Curiously, E. coli strains that grew in the presence of antibiotics had similar iRep to those from non-antibiotic treated patients [Mann–Whitney, p = 0.454; Figure 6C]. For a subset of patients with pouch [n = 233], for whom we had more comprehensive antibiotic usage data who were treated with ciprofloxacin, we could match resistance mutations with the respective iRep from the same sample. As the main mechanism of resistance again ciprofloxacin [a fluoroquinolone] is point mutations in drug target genes, gyrA and parC,²⁶ we extracted these genes and analysed them for mutations in previously known positions conferring resistance. Even when taking into account E. coli from samples taken during active antibiotic treatment, highly resistant strains with three mutations had a similar iRep to sensitive strains [no mutations] [Figure 6D], suggesting that the resistant strains grow very well within hosts in the presence of ciprofloxacin, with rates comparable to sensitive strains growing in the absence of antibiotics.

3.5. Functional gene repertoire of IBD-associated E. coli strains

Our next goal was to determine if there is an association between specific functional genes of E. coli and patients with IBD or healthy subjects. As we have shown earlier, many functions [including metabolism-, virulence-, and resistance-related] exhibit strong clade-dependent distribution patterns. To overcome such biases, we analysed the E. coli genomes while phylogenetically controlling for their relatedness to one another [population structure] with PySEER [see Methods], and focused on the metabolic functions and virulence factors associated with specific IBD phenotypes or with healthy controls [Supplementary Tables S7 to S10]. A gene family involved in sucrose and inulin degradation [CAZy family GH32] was enriched in patients with a pouch, with a prevalence of 82.5% compared with 55.5% to 66.9% in the other phenotypes [PySEER analysis, p <0.05; Supplementary Table S7]. Furthermore, patients with a pouch also harboured E. coli strains enriched [23.5%] in alpha-galactosidase [GH36; involved in hydrolysis of alpha-galactosidic residues], which was very low in UC [8%] and CD [5.6%] and absent in healthy subjects. In contrast, patients with a pouch were depleted [1.87%] in endo-alpha-sialidase [GH58; involved in utilisation of sialylated mucins from human glycoproteins or animal-derived food], which was significantly more abundant in healthy subjects [15.5%], and patients with CD [8.06%] and UC [22.2%] [PySEER analysis, p <0.05; Supplementary Table S7]. Finally, we did not find significant differences in the prevalence of propanediol dehydratase [pduC] between patients with CD and healthy subjects [Supplementary Table S8], in agreement with previous reports.^56,57.

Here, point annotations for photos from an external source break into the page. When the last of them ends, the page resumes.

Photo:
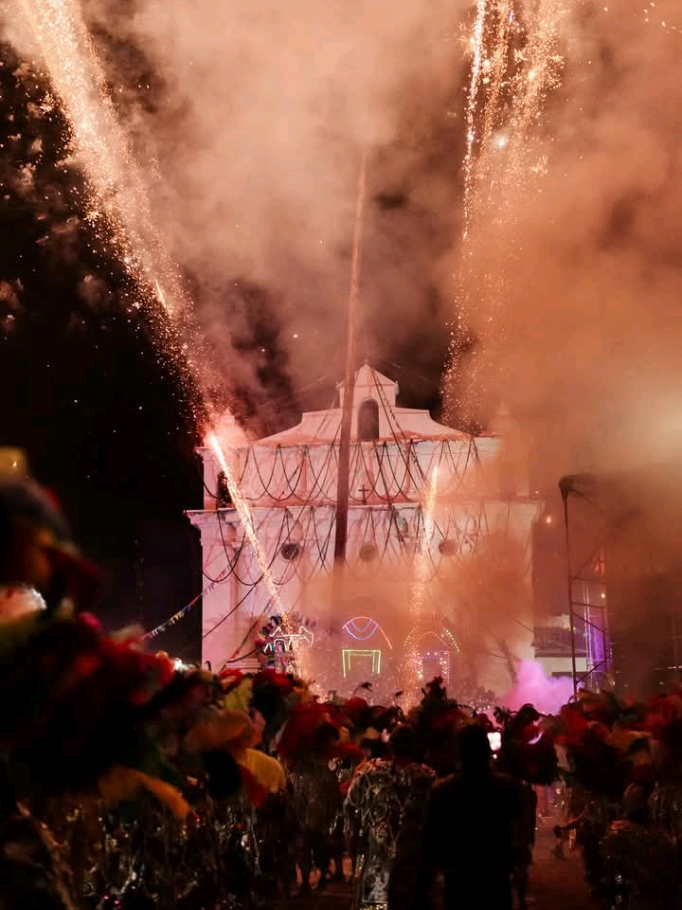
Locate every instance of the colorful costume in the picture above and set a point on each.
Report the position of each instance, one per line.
(385, 809)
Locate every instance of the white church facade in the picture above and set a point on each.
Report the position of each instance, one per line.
(438, 573)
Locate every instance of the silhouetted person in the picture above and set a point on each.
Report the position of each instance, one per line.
(469, 829)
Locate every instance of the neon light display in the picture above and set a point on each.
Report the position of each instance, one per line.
(348, 654)
(362, 628)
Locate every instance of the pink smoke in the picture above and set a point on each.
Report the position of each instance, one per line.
(535, 687)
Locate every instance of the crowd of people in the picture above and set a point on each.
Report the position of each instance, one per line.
(128, 782)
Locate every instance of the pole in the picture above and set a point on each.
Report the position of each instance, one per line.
(343, 483)
(571, 611)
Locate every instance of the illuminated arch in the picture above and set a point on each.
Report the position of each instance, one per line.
(363, 628)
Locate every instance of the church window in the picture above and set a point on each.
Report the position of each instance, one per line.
(368, 420)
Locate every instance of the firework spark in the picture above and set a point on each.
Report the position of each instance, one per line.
(119, 191)
(515, 65)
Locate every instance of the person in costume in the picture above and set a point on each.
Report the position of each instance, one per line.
(469, 828)
(76, 702)
(385, 808)
(309, 743)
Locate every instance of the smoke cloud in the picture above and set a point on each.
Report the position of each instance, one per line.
(585, 344)
(257, 117)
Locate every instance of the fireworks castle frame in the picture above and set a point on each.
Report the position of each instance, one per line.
(288, 483)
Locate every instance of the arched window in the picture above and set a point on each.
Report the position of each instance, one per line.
(368, 420)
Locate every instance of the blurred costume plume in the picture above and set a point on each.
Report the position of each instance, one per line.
(36, 547)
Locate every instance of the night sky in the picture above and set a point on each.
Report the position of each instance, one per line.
(103, 416)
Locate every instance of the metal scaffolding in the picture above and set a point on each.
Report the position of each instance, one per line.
(588, 526)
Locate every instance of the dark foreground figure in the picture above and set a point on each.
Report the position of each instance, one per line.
(469, 829)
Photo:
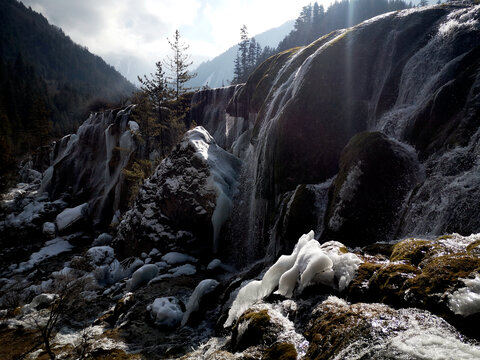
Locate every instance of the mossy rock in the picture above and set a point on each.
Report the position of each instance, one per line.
(335, 326)
(439, 275)
(376, 174)
(280, 351)
(387, 284)
(414, 250)
(253, 328)
(358, 289)
(474, 248)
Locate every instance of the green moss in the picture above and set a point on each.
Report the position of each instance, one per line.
(280, 351)
(440, 274)
(473, 247)
(387, 284)
(357, 289)
(414, 250)
(337, 326)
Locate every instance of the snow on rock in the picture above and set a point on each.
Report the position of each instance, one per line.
(203, 288)
(51, 248)
(187, 269)
(174, 258)
(196, 181)
(166, 311)
(49, 229)
(100, 255)
(133, 125)
(309, 263)
(42, 300)
(110, 273)
(70, 216)
(142, 276)
(80, 163)
(466, 301)
(103, 239)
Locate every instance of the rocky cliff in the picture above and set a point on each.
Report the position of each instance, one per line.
(369, 137)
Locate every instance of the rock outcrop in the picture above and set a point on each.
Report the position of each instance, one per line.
(375, 177)
(186, 201)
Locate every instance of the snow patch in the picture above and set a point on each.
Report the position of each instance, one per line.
(309, 263)
(466, 301)
(173, 258)
(99, 255)
(142, 276)
(166, 311)
(51, 248)
(71, 215)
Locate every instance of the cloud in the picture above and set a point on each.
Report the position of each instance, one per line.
(139, 29)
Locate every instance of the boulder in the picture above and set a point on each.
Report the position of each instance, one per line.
(185, 202)
(376, 175)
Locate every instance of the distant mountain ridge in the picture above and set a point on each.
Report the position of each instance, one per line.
(54, 55)
(48, 83)
(219, 71)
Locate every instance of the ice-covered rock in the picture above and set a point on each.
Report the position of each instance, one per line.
(102, 239)
(173, 258)
(100, 255)
(203, 288)
(142, 276)
(466, 300)
(52, 248)
(166, 311)
(309, 263)
(42, 300)
(88, 164)
(186, 201)
(68, 217)
(186, 269)
(49, 229)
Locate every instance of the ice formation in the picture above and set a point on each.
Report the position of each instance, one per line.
(466, 301)
(51, 248)
(309, 263)
(166, 311)
(49, 229)
(223, 175)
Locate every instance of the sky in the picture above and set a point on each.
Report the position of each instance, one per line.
(132, 34)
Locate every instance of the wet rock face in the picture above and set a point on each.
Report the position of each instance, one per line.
(208, 109)
(176, 207)
(376, 174)
(88, 165)
(376, 331)
(424, 274)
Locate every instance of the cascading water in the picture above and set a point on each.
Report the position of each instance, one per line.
(319, 96)
(91, 161)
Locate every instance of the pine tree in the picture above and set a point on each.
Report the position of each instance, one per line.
(237, 70)
(154, 98)
(252, 55)
(178, 65)
(243, 48)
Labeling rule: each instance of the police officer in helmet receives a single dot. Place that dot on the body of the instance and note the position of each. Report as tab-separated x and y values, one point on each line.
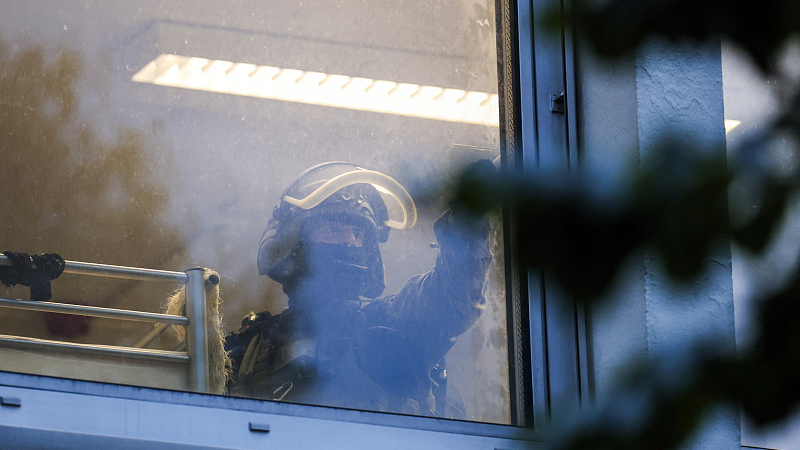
339	342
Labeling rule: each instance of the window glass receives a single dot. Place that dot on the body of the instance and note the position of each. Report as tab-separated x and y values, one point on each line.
290	147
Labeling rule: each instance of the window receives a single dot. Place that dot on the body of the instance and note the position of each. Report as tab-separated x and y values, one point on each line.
167	136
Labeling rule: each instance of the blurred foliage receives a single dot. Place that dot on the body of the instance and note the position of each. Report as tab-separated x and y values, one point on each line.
675	208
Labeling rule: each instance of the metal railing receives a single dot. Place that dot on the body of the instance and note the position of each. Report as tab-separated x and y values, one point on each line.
196	354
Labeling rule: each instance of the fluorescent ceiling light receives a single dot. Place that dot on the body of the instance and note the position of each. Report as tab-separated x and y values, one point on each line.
365	94
730	124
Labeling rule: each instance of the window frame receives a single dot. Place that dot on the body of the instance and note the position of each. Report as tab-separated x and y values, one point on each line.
547	335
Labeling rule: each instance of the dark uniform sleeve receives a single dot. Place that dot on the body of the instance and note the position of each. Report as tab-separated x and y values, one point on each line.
432	309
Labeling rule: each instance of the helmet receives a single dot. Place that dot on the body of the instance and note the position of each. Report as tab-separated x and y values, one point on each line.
339	192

In terms of virulence factors, the colibactin gene cluster was significantly more abundant in patients with UC [33.8%] and healthy subjects [26.1%] than in patients with CD [10.3%] and those with a pouch [6.5%] [PySEER analysis, p <0.05; Supplementary Table S9]. Surprisingly, healthy subjects were significantly enriched in senB and cnf1, encoding for enterotoxic and cytotoxic proteins, respectively. Last, iron transport [iro] genes showed significantly lower presence in healthy subjects compared with all IBD phenotypes. In terms of antibiotic resistance genes, the gene tetM, conferring resistance against tetracyclines, was almost solely found in 32.5% of the genomes in patients with a pouch [PySEER analysis, p <0.05; Supplementary Table S10]. In addition, the TEM-1 and OXA-1 beta-lactamases, conferring resistance against beta-lactam antibiotics, were significantly more prevalent in E. coli strains from patients with a pouch as well [PySEER analysis, p <0.05; Supplementary Table S10].

3.6. Polymorphism analysis of functional genes reveals IBD-specific adaptations

To complement the analysis of the differential prevalence of functional genes in patients with IBD and healthy subjects, we tested whether there are IBD-specific point mutations that are potentially adaptive for E. coli. We mapped the metagenome reads composing the MAGs from IBD phenotypes against a reference isolate genome from the same clade from a healthy phenotype, richly annotated by the NCBI prokaryotic genome pipeline to obtain all potential polymorphic positions in our E. coli strains. If a polymorphism is beneficial for the bacterium when colonising the IBD gut, we can expect it to be present in multiple IBD-associated strains and nearly absent in strains that colonise individuals without IBD. We therefore defined IBD-associated polymorphisms as those within a clade that are present in over 30% of IBD-derived genomes and absent from >80% non-IBD strains [see Methods]. We identified several polymorphisms that are predicted to change the amino acid sequence [henceforth non-synonymous mutations] in genes with annotated functions of E. coli strains from clade-III [Table 1; Supplementary Table S11].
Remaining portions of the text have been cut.